Age group: Keystage 3/4 for Year 9,10,11. Though it has also worked successfully for Year 7s in the past.
Display time: One hour (can be shortened or lengthened slightly if necessary)
Max number of students per display: 30
Number of displays per school day: 4 (so 120 students in a day max)
Minimum number of teachers required: (preferably one per 30 students)
Gas mask safety info: Although helmets from WW2 contain asbestos, our gas masks have been cleaned and certified safe by an asbestos removal company. They also cleaned the gas mask bag and gas mask box they came in. Students are not asked to put on the gas masks. Never touch an uncleaned gas mask as they contain asbestos. You can view our certificate here: Asbestos certificates
WW2 Helmets info: Although the Imperial War Museum and the HSE issued info on WW1 helmets containing asbestos, we believe that WW2 helmets do not contain any. The liners are made of rubber and oil skin as you can see here: WW2 Helmets, or leather in the civilian and fire guard helmets: WW2 civilian helmets.
Display area: School hall, gym, drama room, dance studio, or similar large indoor space. A large classroom might be possible without the bomb shelter. If the bomb shelter is required we need a ground floor room with no steps up to it to wheel the shelter in.
Crime is not something that most people associate with wartime Britain, we tend to think more about Dunkirk and the blitz spirit. However crime was more prevalent during the war than before, partly as so many things were made a crime during the war, which had not been beforehand. From the more obvious crimes such as selling food off ration to simpler ones such as throwing away a bus ticket (wasting paper) the punishments could be quite severe. In the case of throwing a bus ticket away, as much as a £100 fine or 3 months in prison (at a time when £10 was a good weekly wage for a man and many women only received £2 or £3 a week).
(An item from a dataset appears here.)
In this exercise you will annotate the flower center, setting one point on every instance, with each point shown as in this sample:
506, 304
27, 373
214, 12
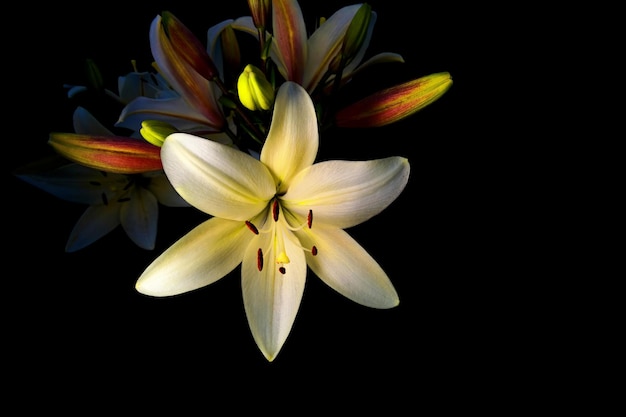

Students are divided into 5 groups: ARP Wardens, Fire guards & Street fire party, military, housewives & emergency services such as police & ambulance. Each student is given a character identity card and a connected item such as housewives pinny, side cap & jacket or tin helmet. The students assume the role of that character through the workshop and are put on trial for various wartime crimes. Most of the crimes and punishments are based on real crimes but there are a few red herrings in there. The students have to work together in their groups to try to decide if the crimes are real or not. Each group votes and the majority vote moves our swingometer one way or another, either towards invasion or towards victory!
The final crime is the capture of the infamous spiv ‘shady sid’. Students turn policeman as they learn about the spiv & try to solve the clues and gain final victory points. Hopefully by their combined efforts as during the real war, victory will have been achieved.
Homefront topics covered
As we progress through the crimes we learn a little more about each group and what their role was during the war. The workshop covers, ARP issues, bombs, the blackout, rationing, housewives, ambulance, fire guards, home guard etc.
The hour ends with a show & tell, where students come and look at our various artefacts. We have a table on rationing where students can see what an average weeks rations were. For those of a military mind we have a Lewis machine gun & a SMLE rifle, both first used in WW1 but used by the Home Guard during WW2. We also have mills bombs and various other militaria related items. Students can examine and try on our gas masks which have been cleaned & certified safe by an asbestos removal company. We have adult & mickey mouse gas masks & a baby respirator hood. There are also many original first aid items, an incendiary bomb & fire fighting equipment.
Morrison table shelter
We also have for hire a single size original Morrison table shelter, the sort that would be set up in a dining room, which students are most welcome to try out. It had been converted into a workbench by it’s owner who had owned it since the war. It is now lovingly restored. The shelter is placed on wooden blocks to protect your floor. Due to its heavy weight it must be set up in a ground floor room with no steps on route to the room. The shelter was used by a pregnant woman during the war, whilst the rest of her family slept in an Anderson shelter outside. They painted it green to match their sofa. We have also met the family of the man who designed the Morrison shelter who believe ours to be an original and very early model. There is an additional charge for the shelter as it adds considerable time onto our set up. N.B. Once it is setup, it can not be moved or taken down until the workshops are finished. It was designed to stop bombs & is VERY heavy.